ENERGY TECHNICALS (WTI | ULSD | RBOB | NG)
ULSD futures fell further today, but in an outside session as we saw a higher high to go along with today's lower low. While that gives us some pause, with continued downside movement and bearish slow stochastics, RSI, and candlesticks, we'll adopt a neutral/bearish stance, seeing next support at $1.3068 and then at the 100-day ma ($1.1992), whereas the $1.3500 mark we saw taken out today becomes nearby resistance, followed by the $1.3987 high. We also side with RBOB bears, and do so with more conviction that with HO, as we gapped lower overnight and fell 1.7% in a downside session. Stochastics, the RSI, and candlesticks all point lower, and here the major averages are much closer to neutral, with only the 9-day ma trading above the longer averages. We continue to look to the 100-day ma ($1.2016) and then to the 200-day ma ($1.1019) for support, whereas $1.2546 and then $1.2960 are our nearby resistance levels. WTI fell 1.7% today in a downside session, and we side with the bears here as well. Indicators are similar to those in RBOB. With $45.27 support taken out today, we look next to $43.79 and then $40.00 as next support.

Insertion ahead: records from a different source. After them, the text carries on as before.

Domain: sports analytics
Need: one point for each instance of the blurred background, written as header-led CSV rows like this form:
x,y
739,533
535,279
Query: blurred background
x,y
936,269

Natural gas futures, edged down 0.1% today in an inside session, with the 18-day ma ($2.832) serving as a floor in today's session. We settled back below $2.898, which becomes nearby resistance (followed by $3.182), whereas $2.762 and then $2.403 are next support. Slow stochastics have crossed for a sell signal and are falling bearishly, whereas the RSI and candlesticks are neutral. Major averages are neutral/bearish, and the MACD is neutral. We'll take a neutral stance here.